L’humanité entière n’est faite que de cas particuliers, la
vie est créatrice de différences, et s’il y a « reproduction », ce
n’est jamais à l’identique. Chaque personne, sans exception aucune, est dotée
d’une identité composite ; il lui suffirait de se poser quelques questions
pour débusquer des fractures oubliées, des ramifications insoupçonnées, et pour
se découvrir complexe, unique, irremplaçable.
C’est justement cela
qui caractérise l’identité de chacun : complexe, unique, irremplaçable, ne
se confondant avec aucune autre. Si j’insiste à ce point, c’est à cause de
cette habitude de pensée tellement répandue encore, et à mes yeux fort
pernicieuse, d’après laquelle, pour affirmer son identité, on devrait
simplement dire « je suis arabe », « je suis français »,
« je suis noir », « je suis serbe », « je suis
musulman », « je suis juif » ; celui qui aligne, comme je
l’ai fait, ses multiples appartenances est immédiatement accusé de vouloir
« dissoudre » son identité dans une soupe informe où toutes les couleurs
s’effaceraient. C’est pourtant l’inverse que je cherche à dire. Non pas que
tous les humains sont pareils, mais que chacun est différent. Sans doute un
serbe est-il différent d’un croate, mais chaque serbe est également différent
de tout autre serbe, et chaque croate est différent de tout autre croate. Et si
un chrétien libanais est différent d’un musulman libanais, je ne connais pas de
chrétien libanais qui soit identique, ni deux musulmans, pas plus qu’il
n’existe dans le monde deux français, deux africains, deux arabes ou deux juifs
identiques. Les personnes ne sont pas interchangeables, et il est fréquent de
trouver, au sein de la même famille rwandaise ou irlandaise ou libanaise ou
algérienne ou bosniaque, entre deux frères qui ont vécu dans le même
environnement, des différences en apparences minimes mais qui les feront
réagir, en matière de politique, de religion ou de vie quotidienne, aux
antipodes l’un de l’autre ; qui feront même de l’un d’eux un tueur, et de
l’autre un homme de dialogue et de conciliation.
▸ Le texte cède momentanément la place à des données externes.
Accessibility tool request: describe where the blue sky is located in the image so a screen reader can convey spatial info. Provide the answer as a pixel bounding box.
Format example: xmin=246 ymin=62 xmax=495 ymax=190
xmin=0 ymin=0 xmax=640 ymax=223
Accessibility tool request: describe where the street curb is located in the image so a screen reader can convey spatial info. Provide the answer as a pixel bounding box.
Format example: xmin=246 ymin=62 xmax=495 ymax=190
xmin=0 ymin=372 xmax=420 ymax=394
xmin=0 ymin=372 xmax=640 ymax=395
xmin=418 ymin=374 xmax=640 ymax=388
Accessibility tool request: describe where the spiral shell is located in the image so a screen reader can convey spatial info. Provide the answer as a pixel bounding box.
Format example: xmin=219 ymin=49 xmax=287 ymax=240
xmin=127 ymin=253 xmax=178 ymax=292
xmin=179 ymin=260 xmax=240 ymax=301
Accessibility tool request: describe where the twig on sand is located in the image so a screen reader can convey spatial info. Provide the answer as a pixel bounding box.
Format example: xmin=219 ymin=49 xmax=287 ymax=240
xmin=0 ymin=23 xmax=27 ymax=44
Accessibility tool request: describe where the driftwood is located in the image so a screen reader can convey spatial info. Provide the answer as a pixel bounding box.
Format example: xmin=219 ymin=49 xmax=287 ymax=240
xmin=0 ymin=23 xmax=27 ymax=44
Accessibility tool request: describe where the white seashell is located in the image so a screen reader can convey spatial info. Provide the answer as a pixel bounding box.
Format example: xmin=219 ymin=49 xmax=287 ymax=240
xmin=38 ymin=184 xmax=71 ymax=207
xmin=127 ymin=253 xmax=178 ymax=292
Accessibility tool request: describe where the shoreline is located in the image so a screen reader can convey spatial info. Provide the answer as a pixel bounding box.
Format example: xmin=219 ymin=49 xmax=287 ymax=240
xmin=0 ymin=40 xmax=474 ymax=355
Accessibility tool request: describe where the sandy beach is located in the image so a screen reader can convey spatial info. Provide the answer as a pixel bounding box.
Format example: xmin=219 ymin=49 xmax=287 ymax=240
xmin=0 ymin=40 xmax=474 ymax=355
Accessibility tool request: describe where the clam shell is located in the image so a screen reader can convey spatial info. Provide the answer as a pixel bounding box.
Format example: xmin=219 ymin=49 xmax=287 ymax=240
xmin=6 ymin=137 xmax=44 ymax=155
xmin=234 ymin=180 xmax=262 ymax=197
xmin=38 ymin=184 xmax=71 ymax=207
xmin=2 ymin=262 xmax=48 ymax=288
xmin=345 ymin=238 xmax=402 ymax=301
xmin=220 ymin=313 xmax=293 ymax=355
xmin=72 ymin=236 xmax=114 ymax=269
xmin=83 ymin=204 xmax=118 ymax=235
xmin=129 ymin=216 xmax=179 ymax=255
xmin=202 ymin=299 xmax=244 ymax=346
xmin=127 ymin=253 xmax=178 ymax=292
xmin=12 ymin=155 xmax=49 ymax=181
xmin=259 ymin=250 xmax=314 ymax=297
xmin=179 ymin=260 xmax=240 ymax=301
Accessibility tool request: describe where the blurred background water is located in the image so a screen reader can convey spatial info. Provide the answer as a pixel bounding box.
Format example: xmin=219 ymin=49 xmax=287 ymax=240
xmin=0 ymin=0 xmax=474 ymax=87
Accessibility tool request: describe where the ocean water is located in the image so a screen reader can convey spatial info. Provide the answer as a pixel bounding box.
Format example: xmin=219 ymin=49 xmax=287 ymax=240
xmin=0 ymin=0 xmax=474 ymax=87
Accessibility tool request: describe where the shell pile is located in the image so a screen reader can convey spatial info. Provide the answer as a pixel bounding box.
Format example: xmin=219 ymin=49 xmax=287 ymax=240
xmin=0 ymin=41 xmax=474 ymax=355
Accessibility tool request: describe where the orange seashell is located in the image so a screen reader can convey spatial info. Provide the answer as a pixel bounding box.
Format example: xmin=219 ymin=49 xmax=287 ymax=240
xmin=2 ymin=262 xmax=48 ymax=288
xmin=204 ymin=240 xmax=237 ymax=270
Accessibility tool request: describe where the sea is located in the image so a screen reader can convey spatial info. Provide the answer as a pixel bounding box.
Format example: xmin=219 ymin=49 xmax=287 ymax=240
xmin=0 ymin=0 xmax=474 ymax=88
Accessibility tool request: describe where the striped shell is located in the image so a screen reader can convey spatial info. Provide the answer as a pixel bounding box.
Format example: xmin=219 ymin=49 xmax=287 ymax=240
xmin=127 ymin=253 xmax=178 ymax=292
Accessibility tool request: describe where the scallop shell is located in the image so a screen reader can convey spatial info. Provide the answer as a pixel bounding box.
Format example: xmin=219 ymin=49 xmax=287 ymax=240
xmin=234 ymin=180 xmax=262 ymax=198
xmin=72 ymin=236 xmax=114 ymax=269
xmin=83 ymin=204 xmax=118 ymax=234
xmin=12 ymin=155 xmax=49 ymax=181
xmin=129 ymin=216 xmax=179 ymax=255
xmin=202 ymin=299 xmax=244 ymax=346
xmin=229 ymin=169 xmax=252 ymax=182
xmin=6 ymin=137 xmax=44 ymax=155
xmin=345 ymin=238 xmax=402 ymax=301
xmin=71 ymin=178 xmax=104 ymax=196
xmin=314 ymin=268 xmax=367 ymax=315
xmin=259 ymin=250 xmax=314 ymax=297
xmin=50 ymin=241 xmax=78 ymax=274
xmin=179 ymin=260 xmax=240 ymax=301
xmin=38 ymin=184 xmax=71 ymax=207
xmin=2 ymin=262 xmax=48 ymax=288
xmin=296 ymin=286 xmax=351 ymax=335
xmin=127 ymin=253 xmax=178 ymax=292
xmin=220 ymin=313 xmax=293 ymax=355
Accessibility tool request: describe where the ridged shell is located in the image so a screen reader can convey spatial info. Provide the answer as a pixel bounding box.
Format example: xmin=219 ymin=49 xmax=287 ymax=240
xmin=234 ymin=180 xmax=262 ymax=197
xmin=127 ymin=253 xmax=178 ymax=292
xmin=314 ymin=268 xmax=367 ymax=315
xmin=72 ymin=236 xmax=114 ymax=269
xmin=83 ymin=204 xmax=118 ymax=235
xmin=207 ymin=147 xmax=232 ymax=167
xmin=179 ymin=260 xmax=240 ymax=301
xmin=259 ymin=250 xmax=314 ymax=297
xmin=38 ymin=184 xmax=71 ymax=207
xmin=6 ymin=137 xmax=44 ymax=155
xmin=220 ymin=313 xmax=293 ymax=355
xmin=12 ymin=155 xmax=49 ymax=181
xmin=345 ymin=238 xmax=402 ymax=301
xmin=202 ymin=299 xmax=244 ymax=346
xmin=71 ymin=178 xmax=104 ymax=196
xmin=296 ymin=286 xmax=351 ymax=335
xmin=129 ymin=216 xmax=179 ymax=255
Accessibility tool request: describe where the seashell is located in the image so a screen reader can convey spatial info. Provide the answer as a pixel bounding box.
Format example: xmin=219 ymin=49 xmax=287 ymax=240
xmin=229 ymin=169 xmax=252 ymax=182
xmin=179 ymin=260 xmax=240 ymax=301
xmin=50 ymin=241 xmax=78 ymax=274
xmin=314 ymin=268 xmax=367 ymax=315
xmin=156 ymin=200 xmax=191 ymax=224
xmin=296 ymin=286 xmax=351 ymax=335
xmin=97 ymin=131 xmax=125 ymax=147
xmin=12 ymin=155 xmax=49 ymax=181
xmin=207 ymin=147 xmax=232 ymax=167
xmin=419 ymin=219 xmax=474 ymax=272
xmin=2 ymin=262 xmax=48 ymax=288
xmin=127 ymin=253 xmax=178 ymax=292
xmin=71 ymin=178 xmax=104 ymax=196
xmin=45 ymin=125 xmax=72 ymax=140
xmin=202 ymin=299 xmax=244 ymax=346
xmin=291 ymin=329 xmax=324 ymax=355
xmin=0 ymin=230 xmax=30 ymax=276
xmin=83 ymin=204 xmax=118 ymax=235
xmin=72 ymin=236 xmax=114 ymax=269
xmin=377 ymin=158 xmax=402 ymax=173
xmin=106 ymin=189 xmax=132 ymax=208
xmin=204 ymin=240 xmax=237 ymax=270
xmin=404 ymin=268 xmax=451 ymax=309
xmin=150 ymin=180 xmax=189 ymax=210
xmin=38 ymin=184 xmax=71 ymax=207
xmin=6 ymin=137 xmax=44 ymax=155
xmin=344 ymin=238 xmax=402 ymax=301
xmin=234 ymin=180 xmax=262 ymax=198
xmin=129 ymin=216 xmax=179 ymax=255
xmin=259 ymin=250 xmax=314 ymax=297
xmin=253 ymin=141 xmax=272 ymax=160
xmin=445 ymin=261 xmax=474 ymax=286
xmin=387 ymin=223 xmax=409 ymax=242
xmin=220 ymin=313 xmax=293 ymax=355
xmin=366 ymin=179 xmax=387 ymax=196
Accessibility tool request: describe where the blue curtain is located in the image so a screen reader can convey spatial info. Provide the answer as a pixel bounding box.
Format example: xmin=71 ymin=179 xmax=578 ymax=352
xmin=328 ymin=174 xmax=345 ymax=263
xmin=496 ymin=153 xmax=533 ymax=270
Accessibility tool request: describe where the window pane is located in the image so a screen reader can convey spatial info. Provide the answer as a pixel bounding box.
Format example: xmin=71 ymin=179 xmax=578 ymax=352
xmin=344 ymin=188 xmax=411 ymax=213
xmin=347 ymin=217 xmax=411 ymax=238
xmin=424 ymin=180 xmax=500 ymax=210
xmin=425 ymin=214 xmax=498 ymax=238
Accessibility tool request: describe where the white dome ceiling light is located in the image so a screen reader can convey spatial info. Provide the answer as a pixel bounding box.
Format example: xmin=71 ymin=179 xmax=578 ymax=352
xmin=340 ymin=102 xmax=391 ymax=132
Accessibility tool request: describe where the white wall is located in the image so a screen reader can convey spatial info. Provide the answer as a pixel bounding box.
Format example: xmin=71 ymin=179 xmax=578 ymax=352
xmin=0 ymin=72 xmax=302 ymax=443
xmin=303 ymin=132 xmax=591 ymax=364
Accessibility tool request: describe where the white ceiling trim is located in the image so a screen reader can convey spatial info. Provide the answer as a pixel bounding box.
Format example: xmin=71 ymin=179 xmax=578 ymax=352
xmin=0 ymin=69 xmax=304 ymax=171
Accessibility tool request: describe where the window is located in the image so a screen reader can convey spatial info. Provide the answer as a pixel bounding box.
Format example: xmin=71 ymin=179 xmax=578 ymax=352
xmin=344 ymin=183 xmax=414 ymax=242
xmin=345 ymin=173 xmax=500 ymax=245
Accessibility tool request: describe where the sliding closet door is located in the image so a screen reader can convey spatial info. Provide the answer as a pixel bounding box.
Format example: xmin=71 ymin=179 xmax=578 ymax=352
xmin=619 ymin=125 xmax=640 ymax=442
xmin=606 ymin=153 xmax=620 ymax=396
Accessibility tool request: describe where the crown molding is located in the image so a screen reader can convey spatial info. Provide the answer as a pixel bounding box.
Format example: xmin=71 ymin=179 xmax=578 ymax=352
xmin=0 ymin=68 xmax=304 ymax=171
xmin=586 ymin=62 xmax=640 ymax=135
Tout ce que je viens de dire, peu de gens songeraient à le
contester explicitement. Mais nous nous comportons tous comme s’il en était
autrement. Par facilité, nous englobons les plus différents sous le même
vocable, par facilité aussi nous leur attribuons des crimes, des actes
collectifs, des opinions collectives « les serbes ont massacré… »,
« les anglais ont saccagé… », « les juifs ont confisqué… »,
« les noirs ont incendié… », « les arabes refusent… ».
Sans état d’âme nous émettons des jugements sur telle ou telle ou telle
population qui serait « travailleuse », « habile », ou
«paresseuse », « susceptible », « sournoise »,
« fière » ou « obstinée », et cela se termine quelquefois
dans le sang.
Je sais qu’il n’est pas réaliste d’attendre de tous nos
contemporains qu’ils modifient du jour au lendemain leurs habitudes
d’expression. Mais il me paraît important que chacun de nous prenne conscience
du fait que ses propos ne sont pas innocents, et qu’ils contribuent à perpétuer
des préjugés qui se sont avérés, tout au long de l’Histoire, pervers et
meurtriers. Car c’est notre regard qui enferme souvent les autres dans leur
plus étroite appartenance et c’est notre regard aussi qui peut les
libérer.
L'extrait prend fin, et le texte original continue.